To build a great business you need to collect great people.  But what makes people great, and thus collectable, is certainly a topic of debate. I am sure you have your own trait that you think makes you a valuable addition to an employer. You’re organized. Or energetic. Or creative. Or not easily bored.

I spend a lot of time interviewing candidates for our ad agency. And there’s one label I have heard more than all others. In fact I can’t even count how many times I’ve heard people proudly state, ‘I am a perfectionist.’ This proclamation makes me want to throw up. Because I believe that in an idea business like advertising perfection works against you.

That’s why I proudly consider myself an Imperfectionist. So what does that mean? It means I value progress in any form.
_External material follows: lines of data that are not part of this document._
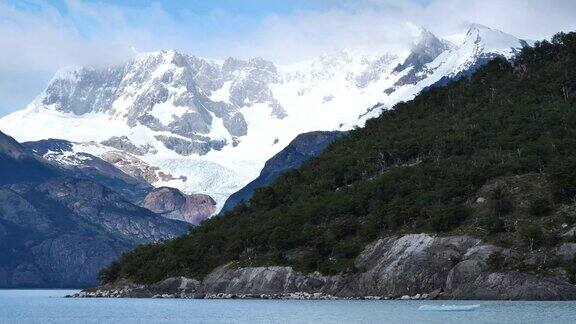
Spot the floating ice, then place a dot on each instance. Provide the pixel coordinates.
(449, 308)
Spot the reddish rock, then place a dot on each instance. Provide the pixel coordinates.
(172, 203)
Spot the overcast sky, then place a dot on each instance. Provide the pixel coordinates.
(38, 37)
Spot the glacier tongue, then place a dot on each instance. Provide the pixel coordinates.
(208, 127)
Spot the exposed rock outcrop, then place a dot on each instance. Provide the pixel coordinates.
(302, 148)
(172, 203)
(57, 230)
(413, 266)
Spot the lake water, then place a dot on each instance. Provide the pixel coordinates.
(49, 306)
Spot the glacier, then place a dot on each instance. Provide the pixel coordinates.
(208, 126)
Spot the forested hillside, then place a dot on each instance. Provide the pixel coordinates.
(492, 156)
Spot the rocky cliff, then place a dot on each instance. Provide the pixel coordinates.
(408, 267)
(57, 230)
(302, 148)
(172, 203)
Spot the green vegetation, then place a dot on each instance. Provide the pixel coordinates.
(417, 168)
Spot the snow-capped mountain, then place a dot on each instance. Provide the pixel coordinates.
(205, 126)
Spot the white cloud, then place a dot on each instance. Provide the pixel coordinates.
(36, 39)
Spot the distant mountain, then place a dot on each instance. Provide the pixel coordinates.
(88, 166)
(173, 204)
(17, 164)
(58, 230)
(468, 191)
(301, 149)
(207, 126)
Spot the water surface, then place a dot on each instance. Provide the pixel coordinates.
(49, 306)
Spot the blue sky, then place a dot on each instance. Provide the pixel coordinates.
(39, 36)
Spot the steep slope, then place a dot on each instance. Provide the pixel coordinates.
(489, 157)
(302, 148)
(172, 203)
(211, 125)
(59, 231)
(17, 164)
(88, 166)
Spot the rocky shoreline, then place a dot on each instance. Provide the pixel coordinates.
(415, 266)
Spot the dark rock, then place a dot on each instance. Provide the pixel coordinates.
(172, 203)
(302, 148)
(59, 231)
(416, 266)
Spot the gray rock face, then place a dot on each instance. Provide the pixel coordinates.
(173, 204)
(428, 48)
(302, 148)
(123, 143)
(59, 231)
(88, 166)
(139, 91)
(410, 265)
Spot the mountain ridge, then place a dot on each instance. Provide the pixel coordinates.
(215, 124)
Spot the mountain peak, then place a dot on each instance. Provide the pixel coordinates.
(493, 40)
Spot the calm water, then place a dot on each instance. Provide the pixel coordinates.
(48, 306)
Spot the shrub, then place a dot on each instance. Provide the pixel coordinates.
(496, 261)
(540, 207)
(531, 235)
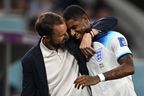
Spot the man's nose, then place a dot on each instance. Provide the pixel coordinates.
(72, 32)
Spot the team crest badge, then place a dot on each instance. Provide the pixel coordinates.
(99, 55)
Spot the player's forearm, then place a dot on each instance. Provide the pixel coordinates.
(126, 68)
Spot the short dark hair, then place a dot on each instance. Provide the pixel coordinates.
(46, 21)
(74, 12)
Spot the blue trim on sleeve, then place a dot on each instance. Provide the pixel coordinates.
(123, 54)
(105, 38)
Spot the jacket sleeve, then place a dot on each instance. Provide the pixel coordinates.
(29, 88)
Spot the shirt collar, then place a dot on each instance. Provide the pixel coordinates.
(45, 51)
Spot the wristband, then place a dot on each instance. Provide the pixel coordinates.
(92, 34)
(102, 77)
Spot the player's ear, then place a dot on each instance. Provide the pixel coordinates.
(46, 38)
(85, 19)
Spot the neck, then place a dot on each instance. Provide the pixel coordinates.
(49, 45)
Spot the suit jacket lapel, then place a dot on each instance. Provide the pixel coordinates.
(40, 67)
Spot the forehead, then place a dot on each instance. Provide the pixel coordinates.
(72, 22)
(59, 29)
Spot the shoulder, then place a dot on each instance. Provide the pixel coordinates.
(29, 55)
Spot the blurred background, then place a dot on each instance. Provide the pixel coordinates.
(17, 33)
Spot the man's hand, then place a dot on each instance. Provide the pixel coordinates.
(86, 80)
(86, 45)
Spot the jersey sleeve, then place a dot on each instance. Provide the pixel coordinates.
(119, 45)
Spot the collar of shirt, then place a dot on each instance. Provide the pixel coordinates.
(45, 51)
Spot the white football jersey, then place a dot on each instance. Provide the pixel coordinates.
(109, 48)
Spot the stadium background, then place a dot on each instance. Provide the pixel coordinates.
(17, 34)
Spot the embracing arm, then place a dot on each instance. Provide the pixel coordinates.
(126, 68)
(28, 81)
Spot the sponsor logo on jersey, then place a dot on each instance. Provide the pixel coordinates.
(122, 41)
(99, 55)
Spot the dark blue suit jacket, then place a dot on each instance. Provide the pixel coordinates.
(34, 74)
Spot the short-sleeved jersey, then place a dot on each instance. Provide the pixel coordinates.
(109, 48)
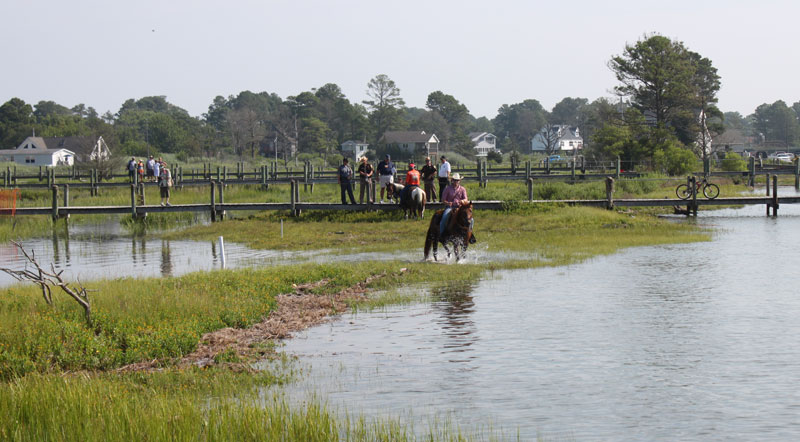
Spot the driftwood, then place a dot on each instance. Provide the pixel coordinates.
(46, 280)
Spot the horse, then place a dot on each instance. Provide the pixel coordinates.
(414, 202)
(458, 232)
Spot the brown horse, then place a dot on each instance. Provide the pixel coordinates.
(458, 232)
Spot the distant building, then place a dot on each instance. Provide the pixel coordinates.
(57, 151)
(566, 139)
(483, 143)
(354, 149)
(412, 141)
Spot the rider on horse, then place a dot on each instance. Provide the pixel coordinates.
(454, 196)
(412, 182)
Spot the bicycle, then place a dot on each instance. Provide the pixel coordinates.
(709, 190)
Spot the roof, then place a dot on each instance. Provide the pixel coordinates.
(412, 136)
(32, 151)
(76, 144)
(475, 135)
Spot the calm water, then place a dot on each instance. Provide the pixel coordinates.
(679, 342)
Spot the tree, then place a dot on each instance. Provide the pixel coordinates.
(668, 83)
(16, 122)
(549, 136)
(384, 104)
(517, 124)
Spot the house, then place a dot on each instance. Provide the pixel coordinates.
(412, 141)
(562, 138)
(56, 151)
(354, 149)
(483, 143)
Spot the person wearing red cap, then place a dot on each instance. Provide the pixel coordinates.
(412, 181)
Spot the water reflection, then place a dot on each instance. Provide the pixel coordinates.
(676, 342)
(454, 302)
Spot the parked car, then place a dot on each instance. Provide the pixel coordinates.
(783, 157)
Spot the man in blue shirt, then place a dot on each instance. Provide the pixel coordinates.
(386, 171)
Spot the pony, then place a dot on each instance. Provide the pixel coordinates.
(414, 202)
(457, 233)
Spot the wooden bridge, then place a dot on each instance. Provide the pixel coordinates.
(217, 208)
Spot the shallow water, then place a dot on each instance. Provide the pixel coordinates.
(677, 342)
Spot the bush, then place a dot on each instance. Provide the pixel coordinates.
(675, 160)
(733, 162)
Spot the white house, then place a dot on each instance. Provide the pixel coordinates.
(57, 151)
(483, 143)
(354, 149)
(412, 141)
(564, 138)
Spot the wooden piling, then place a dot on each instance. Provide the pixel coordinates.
(775, 195)
(292, 201)
(529, 181)
(54, 190)
(221, 213)
(133, 200)
(66, 199)
(609, 193)
(213, 203)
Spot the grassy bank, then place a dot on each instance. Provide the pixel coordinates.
(59, 381)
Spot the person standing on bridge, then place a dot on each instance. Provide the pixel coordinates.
(365, 180)
(428, 172)
(345, 178)
(444, 176)
(165, 185)
(386, 173)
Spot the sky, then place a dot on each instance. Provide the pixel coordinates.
(485, 54)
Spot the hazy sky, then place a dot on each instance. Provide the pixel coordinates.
(483, 53)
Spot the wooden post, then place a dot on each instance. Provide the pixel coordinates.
(297, 198)
(291, 195)
(66, 199)
(774, 195)
(221, 213)
(54, 189)
(133, 200)
(797, 174)
(530, 189)
(213, 204)
(609, 193)
(574, 160)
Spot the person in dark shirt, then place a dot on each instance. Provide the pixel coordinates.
(345, 177)
(428, 172)
(365, 180)
(386, 171)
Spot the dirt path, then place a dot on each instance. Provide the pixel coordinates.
(296, 311)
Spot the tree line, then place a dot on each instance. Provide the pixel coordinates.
(664, 111)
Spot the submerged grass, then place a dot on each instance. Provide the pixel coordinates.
(41, 348)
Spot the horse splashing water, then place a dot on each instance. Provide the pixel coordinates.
(457, 233)
(414, 202)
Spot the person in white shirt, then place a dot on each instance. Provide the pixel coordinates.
(444, 176)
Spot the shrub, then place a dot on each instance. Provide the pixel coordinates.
(733, 162)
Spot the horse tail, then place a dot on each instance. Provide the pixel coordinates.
(432, 236)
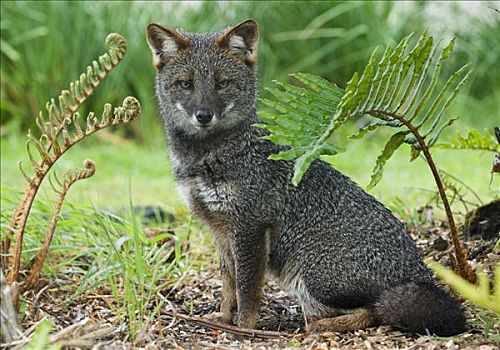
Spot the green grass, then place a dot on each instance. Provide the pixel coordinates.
(144, 174)
(332, 39)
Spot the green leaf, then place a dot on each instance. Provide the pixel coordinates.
(474, 140)
(393, 144)
(374, 125)
(395, 89)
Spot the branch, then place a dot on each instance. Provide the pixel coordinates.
(245, 332)
(128, 112)
(71, 177)
(461, 262)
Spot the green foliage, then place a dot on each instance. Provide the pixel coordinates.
(302, 110)
(473, 140)
(398, 89)
(479, 293)
(327, 38)
(40, 339)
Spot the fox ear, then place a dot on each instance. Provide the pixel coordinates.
(164, 43)
(241, 40)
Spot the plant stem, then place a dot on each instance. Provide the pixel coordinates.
(461, 263)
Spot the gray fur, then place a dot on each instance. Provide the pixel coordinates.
(330, 244)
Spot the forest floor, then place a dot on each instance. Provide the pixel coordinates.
(90, 321)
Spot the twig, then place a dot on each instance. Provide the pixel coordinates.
(245, 332)
(459, 260)
(10, 326)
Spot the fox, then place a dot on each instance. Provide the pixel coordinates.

I am quite comfortable dreaming up and then sharing half-baked ideas. Or writing a first draft and passing it around for a reaction. Why? Because unbaked and half-baked ideas are available faster than fully-baked. And often times a team simply needs a ‘for-instance’ to get moving in the right direction.

I enjoy sharing ideas that are still in a moldable state. They enable others to help form, modify and improve the ideas before they’re finished. As an Imperfectionist I embrace the process of creating, testing, learning and improving. I love working in an environment that recognizes the great value in being aggressive.
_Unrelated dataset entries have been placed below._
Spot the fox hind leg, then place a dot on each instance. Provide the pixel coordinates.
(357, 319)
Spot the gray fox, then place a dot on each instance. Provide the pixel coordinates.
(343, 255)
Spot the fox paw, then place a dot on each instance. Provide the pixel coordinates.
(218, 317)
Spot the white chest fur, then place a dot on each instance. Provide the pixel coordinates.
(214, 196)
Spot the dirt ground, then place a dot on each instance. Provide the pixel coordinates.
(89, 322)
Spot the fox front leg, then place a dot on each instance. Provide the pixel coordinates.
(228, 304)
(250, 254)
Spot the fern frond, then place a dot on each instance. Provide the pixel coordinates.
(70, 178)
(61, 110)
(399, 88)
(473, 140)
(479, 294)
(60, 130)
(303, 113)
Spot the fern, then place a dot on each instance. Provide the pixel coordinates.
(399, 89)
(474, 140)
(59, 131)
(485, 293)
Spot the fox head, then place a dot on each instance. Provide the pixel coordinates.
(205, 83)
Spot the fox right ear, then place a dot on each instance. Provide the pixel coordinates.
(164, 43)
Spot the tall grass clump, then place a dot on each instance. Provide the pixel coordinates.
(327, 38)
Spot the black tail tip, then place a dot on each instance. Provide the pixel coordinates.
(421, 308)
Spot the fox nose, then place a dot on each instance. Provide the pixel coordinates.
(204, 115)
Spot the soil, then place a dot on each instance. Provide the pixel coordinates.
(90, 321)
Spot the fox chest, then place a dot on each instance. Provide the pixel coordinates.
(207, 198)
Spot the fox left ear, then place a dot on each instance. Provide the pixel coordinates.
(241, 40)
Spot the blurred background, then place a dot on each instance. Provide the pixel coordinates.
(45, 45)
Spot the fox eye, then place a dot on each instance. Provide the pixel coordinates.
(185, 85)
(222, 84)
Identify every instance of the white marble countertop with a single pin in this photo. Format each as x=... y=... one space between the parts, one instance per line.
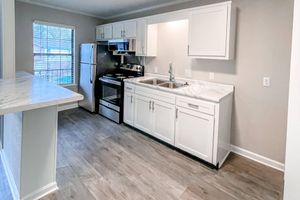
x=204 y=90
x=26 y=92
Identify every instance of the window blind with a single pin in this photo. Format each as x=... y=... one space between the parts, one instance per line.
x=53 y=50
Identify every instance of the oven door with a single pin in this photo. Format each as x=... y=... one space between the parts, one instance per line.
x=111 y=94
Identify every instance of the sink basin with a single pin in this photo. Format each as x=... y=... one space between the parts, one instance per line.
x=163 y=83
x=153 y=81
x=172 y=85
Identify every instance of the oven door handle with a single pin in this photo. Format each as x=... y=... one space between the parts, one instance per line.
x=110 y=81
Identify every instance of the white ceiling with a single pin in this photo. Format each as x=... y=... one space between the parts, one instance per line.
x=105 y=8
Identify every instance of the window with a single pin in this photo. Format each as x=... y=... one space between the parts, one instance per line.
x=53 y=50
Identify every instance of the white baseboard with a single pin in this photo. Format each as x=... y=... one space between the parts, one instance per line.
x=258 y=158
x=10 y=178
x=67 y=106
x=41 y=192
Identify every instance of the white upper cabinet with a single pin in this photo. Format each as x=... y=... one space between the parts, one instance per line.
x=104 y=32
x=125 y=29
x=130 y=29
x=211 y=32
x=118 y=29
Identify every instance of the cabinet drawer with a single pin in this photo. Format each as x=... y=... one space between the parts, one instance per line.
x=197 y=105
x=155 y=94
x=129 y=87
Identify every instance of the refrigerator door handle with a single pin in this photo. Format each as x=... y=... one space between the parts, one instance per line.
x=92 y=69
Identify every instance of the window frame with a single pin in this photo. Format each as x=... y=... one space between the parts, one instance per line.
x=73 y=28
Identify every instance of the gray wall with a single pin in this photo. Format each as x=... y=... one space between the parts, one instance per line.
x=27 y=13
x=263 y=48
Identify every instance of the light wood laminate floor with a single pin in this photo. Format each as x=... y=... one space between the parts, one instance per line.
x=98 y=159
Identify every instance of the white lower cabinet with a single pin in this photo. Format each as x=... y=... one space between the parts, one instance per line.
x=129 y=108
x=198 y=127
x=195 y=133
x=143 y=114
x=155 y=118
x=163 y=121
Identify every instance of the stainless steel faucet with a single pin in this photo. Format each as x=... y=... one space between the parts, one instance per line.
x=171 y=77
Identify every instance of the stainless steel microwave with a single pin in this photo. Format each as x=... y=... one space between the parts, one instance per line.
x=122 y=45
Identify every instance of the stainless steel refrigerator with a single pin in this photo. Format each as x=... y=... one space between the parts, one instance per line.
x=95 y=61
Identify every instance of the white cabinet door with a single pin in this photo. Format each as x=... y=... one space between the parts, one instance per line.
x=130 y=29
x=107 y=31
x=99 y=33
x=164 y=121
x=194 y=133
x=128 y=108
x=118 y=29
x=141 y=38
x=208 y=32
x=143 y=114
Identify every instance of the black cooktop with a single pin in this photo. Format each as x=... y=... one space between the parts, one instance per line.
x=117 y=76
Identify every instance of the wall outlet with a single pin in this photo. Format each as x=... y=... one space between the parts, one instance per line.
x=211 y=76
x=266 y=81
x=188 y=73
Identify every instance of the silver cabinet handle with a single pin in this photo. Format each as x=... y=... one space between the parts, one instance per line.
x=193 y=106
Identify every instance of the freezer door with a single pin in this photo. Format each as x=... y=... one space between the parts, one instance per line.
x=88 y=53
x=87 y=86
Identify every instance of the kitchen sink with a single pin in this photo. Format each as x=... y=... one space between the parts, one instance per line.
x=163 y=83
x=154 y=81
x=172 y=85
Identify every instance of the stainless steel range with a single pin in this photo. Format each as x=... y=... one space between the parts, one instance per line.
x=112 y=91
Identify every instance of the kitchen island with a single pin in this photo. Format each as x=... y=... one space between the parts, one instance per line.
x=29 y=105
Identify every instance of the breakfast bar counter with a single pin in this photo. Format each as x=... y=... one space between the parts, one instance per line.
x=29 y=106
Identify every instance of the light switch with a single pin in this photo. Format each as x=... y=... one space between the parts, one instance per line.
x=188 y=73
x=266 y=81
x=211 y=76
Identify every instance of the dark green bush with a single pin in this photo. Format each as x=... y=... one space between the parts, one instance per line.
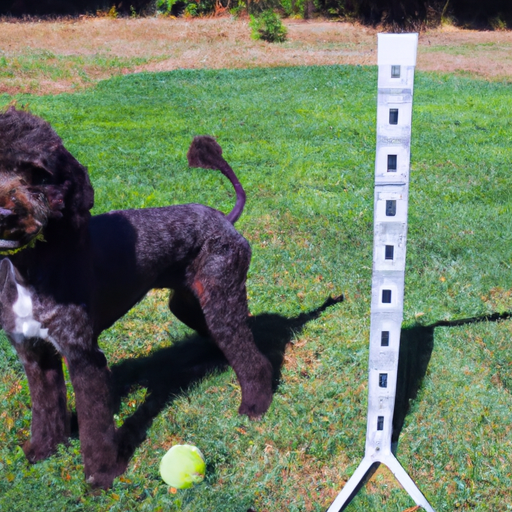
x=268 y=26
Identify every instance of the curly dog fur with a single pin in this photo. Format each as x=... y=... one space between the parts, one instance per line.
x=58 y=295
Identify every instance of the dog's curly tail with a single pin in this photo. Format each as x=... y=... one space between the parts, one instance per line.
x=205 y=152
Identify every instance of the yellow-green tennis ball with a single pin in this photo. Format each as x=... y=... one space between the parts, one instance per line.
x=182 y=466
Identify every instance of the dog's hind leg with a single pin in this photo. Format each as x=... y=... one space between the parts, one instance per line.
x=50 y=418
x=219 y=284
x=185 y=306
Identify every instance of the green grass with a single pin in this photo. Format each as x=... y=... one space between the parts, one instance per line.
x=302 y=141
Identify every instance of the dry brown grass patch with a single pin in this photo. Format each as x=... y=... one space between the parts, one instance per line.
x=87 y=49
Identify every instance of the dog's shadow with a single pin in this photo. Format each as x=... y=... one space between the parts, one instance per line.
x=169 y=372
x=416 y=345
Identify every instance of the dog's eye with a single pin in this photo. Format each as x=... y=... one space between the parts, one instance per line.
x=39 y=178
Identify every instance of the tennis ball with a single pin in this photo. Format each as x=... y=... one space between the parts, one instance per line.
x=182 y=466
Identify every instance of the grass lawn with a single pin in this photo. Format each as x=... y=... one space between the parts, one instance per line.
x=302 y=141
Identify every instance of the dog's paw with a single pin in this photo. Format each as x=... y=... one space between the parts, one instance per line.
x=257 y=408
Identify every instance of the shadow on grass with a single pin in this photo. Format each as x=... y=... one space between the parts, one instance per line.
x=416 y=345
x=169 y=372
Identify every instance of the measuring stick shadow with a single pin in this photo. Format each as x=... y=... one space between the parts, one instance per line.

Today, speed is king. In the agency business we need to act quickly to help our clients take advantage of short-lived opportunities and to thwart threats.  This puts a premium on quick thinking and swift action. We no longer live in an era that rewards you for sitting alone in your office making sure your ideas or your presentations are bulletproof.

Now don’t get me wrong.  Once our team has determined a direction and we move into the execution phase, every detail matters. I will question the kerning, analyze the delivery of a line, and poke at a transition until I’m absolutely convinced we have it right. There is a time and place for this type of scrutiny.  And I believe it’s at the end of the process.

So find yourself more Imperfectionists. Explore more. Fail fast. And improve faster. It is the difference between doing and dreaming. Action and inaction. Talking and walking. It may not be the perfect approach for everyone. But it works perfectly for me.